Brüssel - In der Debatte um die Aufnahme von Häftlingen aus dem US-Gefangenenlager Guantanamo hat die tschechische EU- Ratspräsidentschaft jetzt den Grundsatz der Freiwilligkeit betont. "Es könnte eine gemeinsame Herangehensweise geben, aber niemand darf dazu gedrängt werden", sagte der tschechische Innenminister und EU- Ratsvorsitzende Ivan Langer in Brüssel. Die Innenminister der 27 Mitgliedstaaten wollten am Donnerstag über eine Aufnahme von Inhaftierten des umstrittenen Militärgefängnisses auf Kuba beraten.

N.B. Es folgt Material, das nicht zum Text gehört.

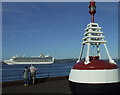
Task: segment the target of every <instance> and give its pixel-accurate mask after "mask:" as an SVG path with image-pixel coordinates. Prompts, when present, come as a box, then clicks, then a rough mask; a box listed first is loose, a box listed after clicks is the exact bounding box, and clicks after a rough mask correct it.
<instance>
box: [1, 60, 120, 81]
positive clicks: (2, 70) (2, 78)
mask: <svg viewBox="0 0 120 95" xmlns="http://www.w3.org/2000/svg"><path fill="white" fill-rule="evenodd" d="M116 63H117V64H118V66H119V67H120V62H118V61H116ZM74 64H75V63H53V64H48V65H39V64H38V65H34V66H35V67H36V68H37V77H38V78H40V77H48V73H49V77H53V76H65V75H69V72H70V69H71V68H72V66H73V65H74ZM25 66H26V65H7V64H3V65H2V81H11V80H22V78H23V70H24V67H25ZM27 66H28V67H30V65H27Z"/></svg>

US-Präsident Barack Obama hat eine Schließung des umstrittenen Gefängnisses binnen Jahresfrist angekündigt. Langer sagte, zunächst müssten die USA ihre Vorstellungen offenlegen. Mitte März wollen Langer und EU-Kommissar Jacques Barrot in die USA reisen, um mit der US-Regierung auch über Guantanamo zu sprechen. Der neue französische Einwanderungsminister Eric Besson forderte hingegen die Mitgliedsländer auf, eine gemeinsame Linie zur Aufnahme der Betroffenen zu finden, weil diese sich in den 25 Ländern der Schengenzone frei bewegen könnten. Einige Minister würden bei dem Brüsseler Treffen aber Ausnahmen verlangen, meinte Besson. (APA/dpa)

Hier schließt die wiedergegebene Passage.